System recognition

How do you recognize an intelligent mind? This is a question that's long been at the heart of speculative fiction literature, with authors such as Mary Shelley, Olaf Stapledon, Isaac Asimov, Murray Leinster, Philip K. Dick, Carl Sagan, Linda Nagata, Annalee Newitz, Becky Chambers, and many, many others exploring what intelligent life might look like when you look beyond humanity. It's a thought experiment that spans the breadth of topics such as alien civilizations, spirituality, and computer technology, yielding a pantheon of talking robots and fantastical aliens to keep the question going. Generations of scientific exploration and research have only deepened the complexity of the question, unlocking plenty of possibilities of understanding what life might look like in distant solar systems, but also at what might be watching us from other corners of the Earth.  

Author (and foreign service officer) Ray Nayler takes on this topic in his debut novel The Mountain in the Sea, exploring not only at the complexities embedded in the development of artificial intelligence and the possibility that we're sharing the planet with other sentient beings, but how the political, social, and economic systems that we've set up can easily spell our doom.

Nayler sets his novel in a not-too-distant future. An international tech company called DIANIMA has acquired an archipelago off the shores of Vietnam called Con Dao, sealing it off from the outside world to set up a research station. It's a company that's consumed with studying the nature of intelligence as it attempts to replicate it. Under the guidance of its founder, Arnkatla Minervudóttir-Chan, it's created the world's first truly artificial intelligence, an android named Evrim, and it's acquired the land to study a species of octopus that lives there who seem to be highly intelligent.

To further their research, DIANIMA entices a marine biologist named Dr. Ha Nguyen to continue her work there. All the while, the facility is guarded by a former soldier and drone operator named Altantsetseg, who communicates through an outdated translation device.

Along the way, Nayler introduces a pair of other characters: a hacker named Rustem from Turkey who's hired by a mysterious woman to figure out what's causing a series of fatal accidents involving some automated systems, while a programmer named Eiko is kidnapped and enslaved aboard an AI-powered fishing vessel operating in the Ho Chi Minh Autonomous Trade Zone.
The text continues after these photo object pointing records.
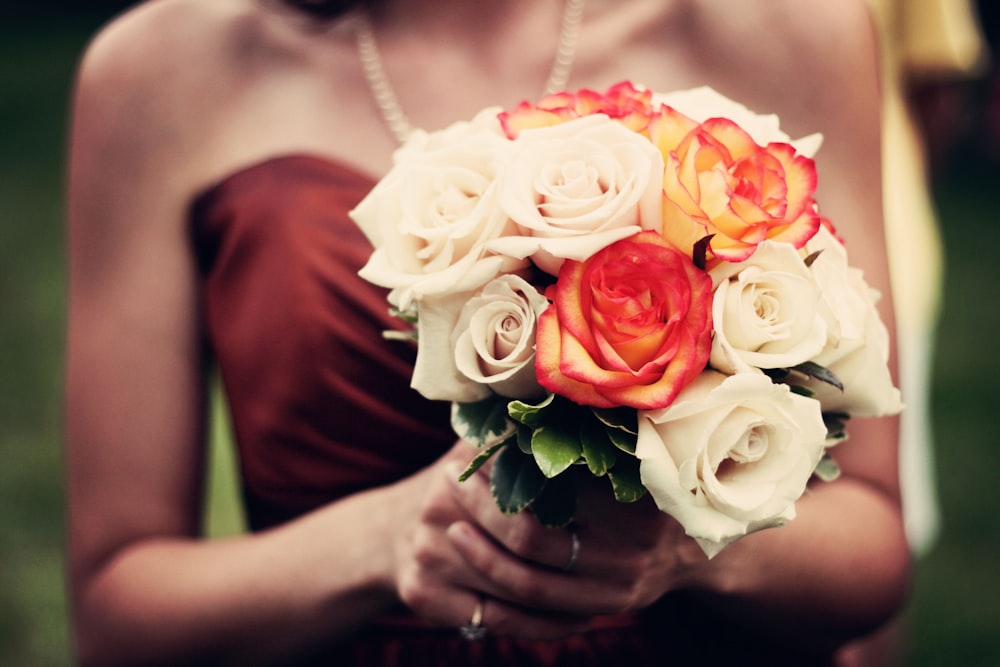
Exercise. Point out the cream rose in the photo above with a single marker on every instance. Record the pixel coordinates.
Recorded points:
(577, 187)
(703, 103)
(730, 456)
(472, 344)
(857, 348)
(432, 215)
(766, 311)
As Ha and Evrim go about their research into the octopuses of Con Dao, they're confronted with an underlying challenge: how do you communicate with a species for which you really have no common ground? As these various groups collide and encounter one another, they're forced to reexamine their assumptions and motives in order to even begin to try to figure out how to communicate. Ha and Evrim tackle the problem of trying to understand and figure out how the octopuses are communicating, while nearby at sea, Eiko and his fellow slaves at one point have to talk with their own AI overseer to ensure that they aren't worked to death.

Talking to strangers
Musing about first contact stories

Nayler's future is a bleak one: people interact with advanced chatbots that mimic romantic partners, the aforementioned fishing vessels trawl the seas already depleted by mass fishing, armies utilize deadly swarms of drones, and it looks very much like DIANIMA is intent on exploiting Ha's research at Con Dao for their own ends. Running under the discussion of intelligence and translation and motives is a look at something a little more fundamental: a blistering critique of the capitalistic economics that underpins the world as we know it. It's a system that's designed for resource extraction, whether it's protein from the ocean, privacy of citizens, or the nature of an unfamiliar intelligence. By the end of the book, I feel like it's not even clear that the characters in charge of corporations like DIANIMA are able to fully comprehend its complexity or even control it, as though the corporation and the systems that make it up are able to operate to their own ends, much like an octopus doesn't fully operate its own arms with a centralized brain.

What's constantly been on my mind in the months since I read it is that it's a story about how we truly don't fully comprehend ourselves and the complexity of the world that surrounds us. We're creatures who've risen in the world because of the tools and languages we've used, only to be shaped by those very instruments of our ascension. At the heart of Nayler's book is less a question of "can we recognize intelligence beyond ourselves," and more "how can we be sure that we can recognize it in ourselves in the first place?"

It's a powerful, thought-provoking story that feels more and more important in an age where "artificial intelligence" holds ever more way on our lives and world. As DIANIMA uses Ha and Evrim's efforts and discoveries to improve its own, it's building upon and expanding those artificial systems that trap us in superficial digital relationships or as slaves in industries that are quickly extracting what few resources remain before everything collapses. It's a self-inflicted demise, one that The Mountain In the Sea says isn't inevitable, but that we're running out of time to avoid it.